Comme prévu, Léo regrettait profondément de s'être couché si tard. Son réveil à six heures et demie lui fit l'effet d'un coup de couteau en plein ventre. Il avait réussi à se traîner difficilement hors du lit pour rejoindre sa douche dans l'espoir que celle-ci lui donnerait le coup de fouet dont il avait besoin pour survivre à ses six heures de travail du jour. Raté ! En arrivant dans la petite cuisine mal éclairée, il était toujours aussi épuisé.

"T'as encore traîné sur HOTAK toute la nuit, toi !"

Tracy était assise face à son bol de céréales et lui lançait un sourire moqueur alors qu'il tentait tant bien que mal de trouver une tasse propre pour la remplir de café.

"Même pas vrai ! J'ai traîné sur HOTAK jusqu'à minuit. Et après... Après, j'ai eu du mal à dormir."

C'était l'euphémisme de l'année. Après avoir enchaîné toutes les chansons de sa playlist, le moral de Léo était toujours au ras des pâquerettes. Alors il avait cherché de nouveaux titres à y ajouter pour tenter d'occuper son esprit et l'empêcher de penser à cet abruti de Joshua et à ses sentiments pour Wyatt. Sa tête s'était finalement écroulée sur son téléphone aux alentours de quatre heures du matin. Deux heures et demie de sommeil ! Il n'allait jamais tenir toute la journée.

"Alexa, sers-moi un café", ordonna-t-il à l'assistante domestique, qui fit immédiatement couler le breuvage dans sa tasse. "Et qu'est-ce que tu fais debout si tôt, toi d'ailleurs ?"

Tracy bomba fièrement le torse avant de lui répondre.

"Le monde appartient à ceux qui se lèvent tôt, Léo."

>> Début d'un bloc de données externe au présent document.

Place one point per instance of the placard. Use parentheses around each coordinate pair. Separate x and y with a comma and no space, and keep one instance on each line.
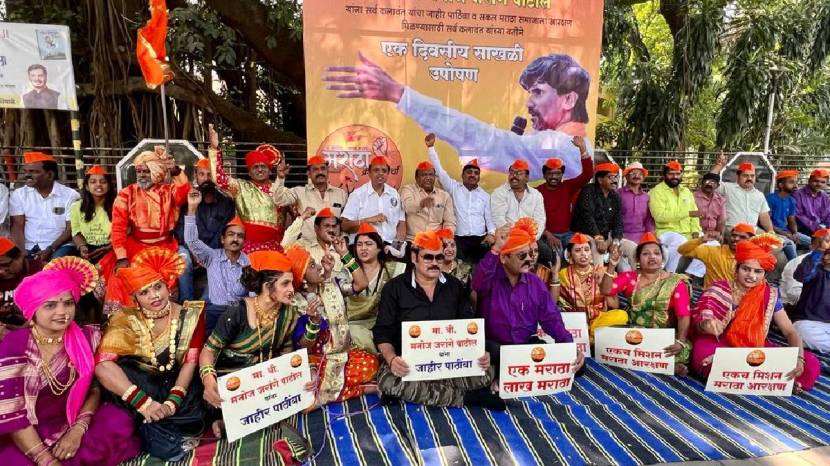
(752,371)
(442,349)
(262,395)
(36,67)
(535,370)
(639,349)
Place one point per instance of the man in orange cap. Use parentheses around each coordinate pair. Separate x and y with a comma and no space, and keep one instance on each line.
(39,211)
(474,221)
(427,207)
(316,194)
(423,292)
(514,200)
(214,211)
(782,207)
(376,203)
(223,264)
(264,221)
(812,203)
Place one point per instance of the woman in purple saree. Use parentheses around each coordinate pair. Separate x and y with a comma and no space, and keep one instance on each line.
(50,411)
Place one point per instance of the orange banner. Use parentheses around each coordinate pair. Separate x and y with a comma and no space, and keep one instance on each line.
(496,80)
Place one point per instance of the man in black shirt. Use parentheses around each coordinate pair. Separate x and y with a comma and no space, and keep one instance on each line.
(425,293)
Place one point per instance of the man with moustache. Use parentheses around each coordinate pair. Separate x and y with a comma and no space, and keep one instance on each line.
(39,211)
(782,212)
(214,212)
(513,301)
(598,214)
(559,195)
(423,292)
(316,194)
(223,264)
(474,227)
(634,199)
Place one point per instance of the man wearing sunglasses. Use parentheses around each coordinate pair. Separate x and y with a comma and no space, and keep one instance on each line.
(425,293)
(513,301)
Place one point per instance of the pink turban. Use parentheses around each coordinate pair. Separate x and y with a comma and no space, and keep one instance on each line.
(35,290)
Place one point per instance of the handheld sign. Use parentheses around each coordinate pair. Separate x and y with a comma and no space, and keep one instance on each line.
(752,371)
(262,395)
(639,349)
(534,370)
(442,349)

La réflexion de sa petite sœur décrocha un sourire au garçon. Il avait toujours trouvé qu'elle ressemblait bien plus à Wyatt qu'à lui. Elle était excentrique et toujours pleine d'énergie et avait le don d'apporter de la bonne humeur autour d'elle sans même le faire exprès. Léo la jalousait un peu mais il adorait cette petite tête blonde plus que quiconque.

"T'es vraiment la gamine de neuf ans la plus bizarre du monde."

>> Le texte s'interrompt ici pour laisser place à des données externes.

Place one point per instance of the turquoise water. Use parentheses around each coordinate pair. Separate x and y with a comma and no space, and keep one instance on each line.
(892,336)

"Les plus grands génies ont toujours semblé bizarre au commun des mortels", déclama-t-elle sans perdre son sourire espiègle.

"Si tu le dis", se contenta de répondre Léo avant de s'enfiler toute sa tasse de café brûlant d'une traite. "Allez, je file. Le devoir m'appelle."

"Bon courage, Loulou !"

Il franchit l'entrée de leur petit appartement en prenant bien soin de verrouiller la porte à double tour derrière lui. Leurs parents étaient partis travailler une heure avant son réveil donc Léo laissait sa sœur seule chez eux. Et dans son quartier, Léo savait qu'il valait mieux être prudent. Les voleurs et les squatteurs étaient de plus en plus nombreux depuis deux ans, à cause de la surpopulation dans les grandes villes selon son père. Peu importait l'explication, le quartier était devenu sérieusement pourri et Léo s'y sentait de moins en moins en sécurité. Les seuls endroits dans lesquels il se sentait bien étaient sa chambre et la cabine de caisse de l'épicerie d'Omar. Derrière les vitres de plexiglas installées à cause des réglementations sanitaires, personne ne pouvait lui faire de mal.

* *

"Salut, Léo !",

"Salut, Omar !"

Le vieil homme au dos courbé et à la moustache toujours parfaitement rasée était caché dans le fond de la boutique, accroupi pour remplir le rayon des boissons énergétiques avant l'arrivée des premiers clients. Il était sept heures cinquante, Léo avait donc encore le temps d'aller voir son patron pour prendre de ses nouvelles avant l'ouverture de l'épicerie.